Working with results
Every workflow writes JSON Lines: one file per app, one JSON object per line. JSONL is append-safe, streams well at corpus scale, and loads directly into pandas. Every record carries provenance — the input path, the workflow name, the toolkit version, and a timestamp — so any number in a paper can be traced to the run that produced it.
Loading a corpus into pandas
import json, pathlib
import pandas as pd
records = []
for path in pathlib.Path("results").glob("*.metadata.jsonl"):
with open(path) as fh:
records.extend(json.loads(line) for line in fh)
df = pd.DataFrame(records)
From there, typical questions are one-liners. Which A/B frameworks are most common across the corpus:
df.explode("ab")["ab"].value_counts()
Language coverage per app (the localisation field holds
[language, region, device] triples):
df["languages"] = df["localisation"].apply(
lambda locs: sorted({l[0] for l in locs}))
Tracking change across versions of the same app — the core app-histories move — groups on the package name and sorts by version code:
history = (df.sort_values("version_code")
.groupby("pkg")["ab"].apply(list))
The flows graph
Each *.flows.jsonl record contains a graph (nodes and links), a
summary, and sankey edges ready for plotting libraries. Every link
carries its evidence:
rec = json.loads(open("results/MyApp.flows.jsonl").read())
for link in rec["graph"]["links"]:
if link["kind"] == "feeds":
print(link["source"], "->", link["target"],
link["score"], link["evidence"]["keywords"])
The score is an evidence count, not a probability: a link backed by
an API reference, two keywords, and a corroborating permission scores
higher than one backed by a single keyword, and the evidence lists let
you audit exactly why a link exists. When reporting findings, audit a
sample of links by hand first.
Errors and skips
A failed app produces <app>.<workflow>.error.jsonl containing the
input path and a traceback, rather than halting the batch. Count and
inspect them before analysis:
ls results/*.error.jsonl | wc -l
A healthy corpus run ends with a summary line on stderr, e.g.

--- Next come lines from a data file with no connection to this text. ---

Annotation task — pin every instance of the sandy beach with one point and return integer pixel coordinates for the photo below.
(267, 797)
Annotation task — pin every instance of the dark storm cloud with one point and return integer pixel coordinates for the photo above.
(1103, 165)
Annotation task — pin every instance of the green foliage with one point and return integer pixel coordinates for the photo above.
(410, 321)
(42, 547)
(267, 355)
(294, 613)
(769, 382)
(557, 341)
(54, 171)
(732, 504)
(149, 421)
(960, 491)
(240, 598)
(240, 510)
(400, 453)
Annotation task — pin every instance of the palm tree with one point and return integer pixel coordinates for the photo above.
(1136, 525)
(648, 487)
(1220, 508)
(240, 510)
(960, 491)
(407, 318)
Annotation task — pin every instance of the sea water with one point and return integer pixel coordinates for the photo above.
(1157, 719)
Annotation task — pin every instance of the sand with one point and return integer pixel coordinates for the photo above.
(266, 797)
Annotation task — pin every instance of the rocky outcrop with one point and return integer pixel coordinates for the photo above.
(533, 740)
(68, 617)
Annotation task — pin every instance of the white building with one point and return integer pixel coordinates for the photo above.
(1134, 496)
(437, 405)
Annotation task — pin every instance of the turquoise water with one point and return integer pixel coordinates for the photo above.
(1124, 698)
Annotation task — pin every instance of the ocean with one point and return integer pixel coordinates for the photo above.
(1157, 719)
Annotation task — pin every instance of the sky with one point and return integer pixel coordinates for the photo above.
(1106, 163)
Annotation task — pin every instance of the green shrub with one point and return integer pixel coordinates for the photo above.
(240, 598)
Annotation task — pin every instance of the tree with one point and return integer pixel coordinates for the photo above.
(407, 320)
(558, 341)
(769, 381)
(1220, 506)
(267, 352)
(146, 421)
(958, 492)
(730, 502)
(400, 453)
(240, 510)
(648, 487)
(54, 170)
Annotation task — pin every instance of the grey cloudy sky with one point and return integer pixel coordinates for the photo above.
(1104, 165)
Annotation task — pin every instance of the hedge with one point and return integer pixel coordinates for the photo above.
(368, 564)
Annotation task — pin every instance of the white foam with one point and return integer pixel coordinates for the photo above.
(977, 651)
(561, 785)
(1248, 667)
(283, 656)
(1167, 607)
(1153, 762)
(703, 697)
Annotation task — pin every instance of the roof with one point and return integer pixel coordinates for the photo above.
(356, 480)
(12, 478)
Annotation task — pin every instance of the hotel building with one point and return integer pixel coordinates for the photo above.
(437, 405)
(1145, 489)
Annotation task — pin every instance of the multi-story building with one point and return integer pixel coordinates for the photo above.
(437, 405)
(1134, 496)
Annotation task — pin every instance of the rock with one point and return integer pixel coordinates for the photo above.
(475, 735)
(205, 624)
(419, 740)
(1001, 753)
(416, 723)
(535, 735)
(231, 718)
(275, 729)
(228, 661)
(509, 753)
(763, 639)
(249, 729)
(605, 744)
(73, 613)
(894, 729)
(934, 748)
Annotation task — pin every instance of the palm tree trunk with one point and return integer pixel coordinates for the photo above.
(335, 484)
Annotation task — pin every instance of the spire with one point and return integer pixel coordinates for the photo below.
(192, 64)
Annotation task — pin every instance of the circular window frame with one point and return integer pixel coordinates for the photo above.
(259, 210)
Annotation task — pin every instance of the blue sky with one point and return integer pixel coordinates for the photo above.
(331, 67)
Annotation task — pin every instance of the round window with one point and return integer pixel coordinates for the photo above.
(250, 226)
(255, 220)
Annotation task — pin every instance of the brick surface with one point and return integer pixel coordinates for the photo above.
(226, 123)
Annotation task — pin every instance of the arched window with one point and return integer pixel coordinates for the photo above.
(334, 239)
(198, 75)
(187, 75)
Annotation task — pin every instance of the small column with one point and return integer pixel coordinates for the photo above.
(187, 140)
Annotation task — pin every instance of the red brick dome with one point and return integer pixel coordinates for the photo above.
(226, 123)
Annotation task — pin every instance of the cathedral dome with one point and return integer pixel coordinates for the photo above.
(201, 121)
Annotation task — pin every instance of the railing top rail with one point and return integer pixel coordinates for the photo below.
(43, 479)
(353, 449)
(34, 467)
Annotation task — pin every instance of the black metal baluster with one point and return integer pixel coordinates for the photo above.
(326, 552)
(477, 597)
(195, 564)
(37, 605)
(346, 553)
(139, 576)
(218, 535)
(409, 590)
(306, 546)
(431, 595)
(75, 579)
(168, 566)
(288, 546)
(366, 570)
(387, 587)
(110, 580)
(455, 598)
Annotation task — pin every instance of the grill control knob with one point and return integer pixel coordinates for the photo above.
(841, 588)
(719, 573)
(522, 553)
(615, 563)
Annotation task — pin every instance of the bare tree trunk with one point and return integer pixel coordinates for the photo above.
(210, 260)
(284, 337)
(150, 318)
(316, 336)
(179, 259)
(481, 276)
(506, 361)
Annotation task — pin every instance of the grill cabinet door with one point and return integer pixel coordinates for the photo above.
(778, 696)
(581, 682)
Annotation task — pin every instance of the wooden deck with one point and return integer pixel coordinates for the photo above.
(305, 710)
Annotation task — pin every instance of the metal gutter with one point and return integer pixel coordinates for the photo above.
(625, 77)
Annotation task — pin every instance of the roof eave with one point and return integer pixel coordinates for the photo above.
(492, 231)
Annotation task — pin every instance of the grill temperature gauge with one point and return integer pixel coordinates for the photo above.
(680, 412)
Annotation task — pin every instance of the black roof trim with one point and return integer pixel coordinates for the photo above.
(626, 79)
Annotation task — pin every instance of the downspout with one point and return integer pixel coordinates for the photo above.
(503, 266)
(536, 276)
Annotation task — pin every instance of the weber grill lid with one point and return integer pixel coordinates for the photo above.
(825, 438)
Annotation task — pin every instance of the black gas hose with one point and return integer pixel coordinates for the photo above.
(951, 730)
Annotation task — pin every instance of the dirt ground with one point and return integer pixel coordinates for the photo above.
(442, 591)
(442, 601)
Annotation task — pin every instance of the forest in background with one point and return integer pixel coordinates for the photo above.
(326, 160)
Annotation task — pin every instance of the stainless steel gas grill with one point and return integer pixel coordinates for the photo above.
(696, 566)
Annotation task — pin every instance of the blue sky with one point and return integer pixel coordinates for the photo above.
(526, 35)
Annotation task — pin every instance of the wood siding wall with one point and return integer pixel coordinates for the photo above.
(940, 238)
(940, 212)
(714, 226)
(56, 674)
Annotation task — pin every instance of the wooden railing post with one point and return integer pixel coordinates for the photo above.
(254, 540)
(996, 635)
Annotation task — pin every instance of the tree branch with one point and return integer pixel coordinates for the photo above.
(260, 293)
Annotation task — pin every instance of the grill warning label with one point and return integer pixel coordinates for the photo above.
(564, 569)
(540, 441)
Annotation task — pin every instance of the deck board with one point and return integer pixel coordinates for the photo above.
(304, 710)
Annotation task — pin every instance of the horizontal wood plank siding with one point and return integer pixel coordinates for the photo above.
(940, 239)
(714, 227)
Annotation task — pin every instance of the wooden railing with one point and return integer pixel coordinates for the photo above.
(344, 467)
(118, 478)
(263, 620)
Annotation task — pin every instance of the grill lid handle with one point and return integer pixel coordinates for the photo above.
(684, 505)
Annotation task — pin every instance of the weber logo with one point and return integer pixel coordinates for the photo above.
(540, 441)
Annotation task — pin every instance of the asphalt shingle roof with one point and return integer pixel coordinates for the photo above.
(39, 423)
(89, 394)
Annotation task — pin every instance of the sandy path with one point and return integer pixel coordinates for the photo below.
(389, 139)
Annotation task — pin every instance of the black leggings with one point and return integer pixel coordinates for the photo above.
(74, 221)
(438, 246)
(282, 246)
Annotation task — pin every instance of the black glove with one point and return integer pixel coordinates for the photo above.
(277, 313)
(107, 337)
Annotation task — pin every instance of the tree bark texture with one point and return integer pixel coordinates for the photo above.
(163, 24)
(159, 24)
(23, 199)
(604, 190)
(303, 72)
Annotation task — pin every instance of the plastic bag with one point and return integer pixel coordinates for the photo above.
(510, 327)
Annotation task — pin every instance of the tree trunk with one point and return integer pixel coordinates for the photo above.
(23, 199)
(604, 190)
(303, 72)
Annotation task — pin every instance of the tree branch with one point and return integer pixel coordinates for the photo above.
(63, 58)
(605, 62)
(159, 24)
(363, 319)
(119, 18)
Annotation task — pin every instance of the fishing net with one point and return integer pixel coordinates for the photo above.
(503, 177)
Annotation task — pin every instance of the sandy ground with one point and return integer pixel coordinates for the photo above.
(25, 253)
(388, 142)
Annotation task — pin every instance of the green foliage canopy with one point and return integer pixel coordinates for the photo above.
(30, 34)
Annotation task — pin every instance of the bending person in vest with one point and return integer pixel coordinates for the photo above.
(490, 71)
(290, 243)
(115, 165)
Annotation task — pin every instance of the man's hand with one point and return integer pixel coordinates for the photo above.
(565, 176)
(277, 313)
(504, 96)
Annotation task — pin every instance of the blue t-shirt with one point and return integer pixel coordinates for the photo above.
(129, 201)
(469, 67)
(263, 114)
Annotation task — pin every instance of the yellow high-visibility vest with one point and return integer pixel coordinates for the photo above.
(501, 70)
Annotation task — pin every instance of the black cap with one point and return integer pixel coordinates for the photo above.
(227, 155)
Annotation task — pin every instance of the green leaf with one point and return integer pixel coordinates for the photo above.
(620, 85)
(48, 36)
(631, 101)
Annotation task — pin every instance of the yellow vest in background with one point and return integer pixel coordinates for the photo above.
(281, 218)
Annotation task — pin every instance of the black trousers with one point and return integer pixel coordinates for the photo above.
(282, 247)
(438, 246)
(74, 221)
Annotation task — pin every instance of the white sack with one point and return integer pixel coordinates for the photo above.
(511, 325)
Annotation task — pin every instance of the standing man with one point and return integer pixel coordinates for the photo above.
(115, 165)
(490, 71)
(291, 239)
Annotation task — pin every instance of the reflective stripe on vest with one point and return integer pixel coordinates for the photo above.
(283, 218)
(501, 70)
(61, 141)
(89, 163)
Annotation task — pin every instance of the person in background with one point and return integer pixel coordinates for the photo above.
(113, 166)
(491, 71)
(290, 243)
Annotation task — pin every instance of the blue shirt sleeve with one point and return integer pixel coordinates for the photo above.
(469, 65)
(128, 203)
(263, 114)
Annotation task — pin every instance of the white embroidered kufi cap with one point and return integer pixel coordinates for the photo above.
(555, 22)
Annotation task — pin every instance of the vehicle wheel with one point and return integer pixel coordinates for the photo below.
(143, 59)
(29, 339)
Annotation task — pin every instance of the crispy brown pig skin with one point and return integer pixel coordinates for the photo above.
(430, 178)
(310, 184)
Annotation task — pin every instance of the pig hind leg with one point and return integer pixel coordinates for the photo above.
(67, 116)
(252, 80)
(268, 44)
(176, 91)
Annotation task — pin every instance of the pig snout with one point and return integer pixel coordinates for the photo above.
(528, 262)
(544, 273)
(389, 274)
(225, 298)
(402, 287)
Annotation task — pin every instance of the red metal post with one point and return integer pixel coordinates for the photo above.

done: {'ok': 9961, 'skipped': 0, 'error': 39}. Skipped means an
output file already existed (resume behaviour); errors deserve a look —
malformed APKs and truncated downloads are the usual causes.
Visualising
For a quick per-app picture, the Sankey viewer renders any flows or listening result file in the browser with no setup.
Analysing an APK in a notebook
The CLI is the batch path, but for ad-hoc analysis in a notebook or
script the analyse module gives one-call entry points that do the same
ingestion (split-APK merging, DEX URL extraction including
runtime-assembled URLs):
from cim_app_histories.analyse import analyse_flows, analyse_listening
graph = analyse_flows("MyApp.apk") # input -> module -> endpoint graph
listening = analyse_listening("MyApp.apk") # audio chain with parameters
graph["summary"], graph["warning"] if "warning" in graph else None
Both return the same structures the CLI writes, including a warning
key when the file looks like an incomplete App Bundle base.